Dirichlet regression models are suitable for compositional data, in which the response variable represents proportions that sum to one. However, there are still no well-established methods for constructing valid prediction sets in this context, especially considering the geometry of the compositional space. In this work, we investigate conformal prediction-based strategies for constructing valid predictive regions in Dirichlet regression models. We evaluate three distinct approaches: a method based on quantile residuals, an approximate construction of highest density regions (HDR), and an adaptation of the approximate HDR using grid-based discretization over the simplex. The performance of the methods was analyzed through simulation studies under different scenarios, varying the model complexity, response dimensionality, and covariate structure.
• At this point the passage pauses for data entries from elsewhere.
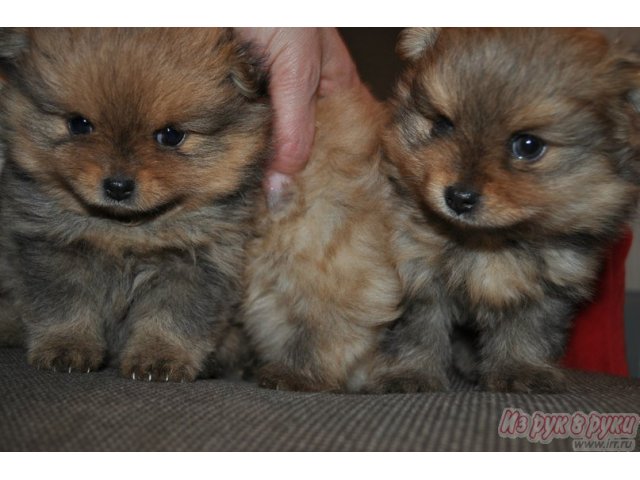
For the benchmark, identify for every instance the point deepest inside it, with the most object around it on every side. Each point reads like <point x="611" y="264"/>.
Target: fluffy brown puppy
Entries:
<point x="519" y="151"/>
<point x="322" y="284"/>
<point x="133" y="157"/>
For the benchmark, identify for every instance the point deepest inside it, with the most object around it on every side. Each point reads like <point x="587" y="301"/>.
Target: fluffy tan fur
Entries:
<point x="321" y="278"/>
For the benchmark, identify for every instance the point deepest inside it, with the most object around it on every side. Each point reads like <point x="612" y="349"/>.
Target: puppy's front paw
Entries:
<point x="160" y="362"/>
<point x="407" y="381"/>
<point x="63" y="355"/>
<point x="525" y="379"/>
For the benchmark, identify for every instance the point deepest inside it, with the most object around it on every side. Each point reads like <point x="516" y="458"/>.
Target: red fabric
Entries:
<point x="596" y="343"/>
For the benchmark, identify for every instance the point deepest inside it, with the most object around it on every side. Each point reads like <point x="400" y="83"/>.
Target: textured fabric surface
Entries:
<point x="101" y="411"/>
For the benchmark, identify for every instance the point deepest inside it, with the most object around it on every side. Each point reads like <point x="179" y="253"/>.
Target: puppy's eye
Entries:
<point x="441" y="126"/>
<point x="527" y="147"/>
<point x="169" y="137"/>
<point x="79" y="125"/>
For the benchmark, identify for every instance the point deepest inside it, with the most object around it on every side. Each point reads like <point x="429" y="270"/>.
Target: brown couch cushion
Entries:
<point x="101" y="411"/>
The results indicated that the HDR approximation approach exhibits good robustness in terms of coverage, while the grid discretization proved effective in reducing overcoverage and the area of the prediction region compared to the original method. The quantile method provided larger prediction regions compared to the grid method, while maintaining adequate coverage. The methodologies were also applied to two real datasets: one concerning sleep stages and another on biomass allocation in plants. In both cases, the proposed methods demonstrated practical feasibility and produced coherent interpretations within the compositional space. Finally, we discuss possible extensions of this work

翻译：狄利克雷回归模型适用于组合数据，其中响应变量表示总和为一的比例。然而，在此背景下，尤其是在考虑组合空间几何结构的情况下，目前仍缺乏成熟的构建有效预测集的方法。本研究探讨了基于保形预测的策略，用于在狄利克雷回归模型中构建有效的预测区域。我们评估了三种不同的方法：一种基于分位数残差的方法、一种最高密度区域（HDR）的近似构建方法，以及一种利用单纯形上基于网格的离散化对近似HDR进行的改进方法。通过在不同情景下的模拟研究，分析了这些方法的性能，这些情景变化了模型复杂度、响应变量维度和协变量结构。结果表明，HDR近似方法在覆盖率方面表现出良好的鲁棒性，而网格离散化方法相较于原始方法，在减少过度覆盖和缩小预测区域面积方面被证明是有效的。分位数方法相较于网格方法提供了更大的预测区域，同时保持了足够的覆盖率。这些方法还被应用于两个真实数据集：一个涉及睡眠阶段，另一个关于植物生物量分配。在这两种情况下，所提出的方法都展示了实际可行性，并在组合空间内产生了一致的解释。最后，我们讨论了本工作可能的扩展方向。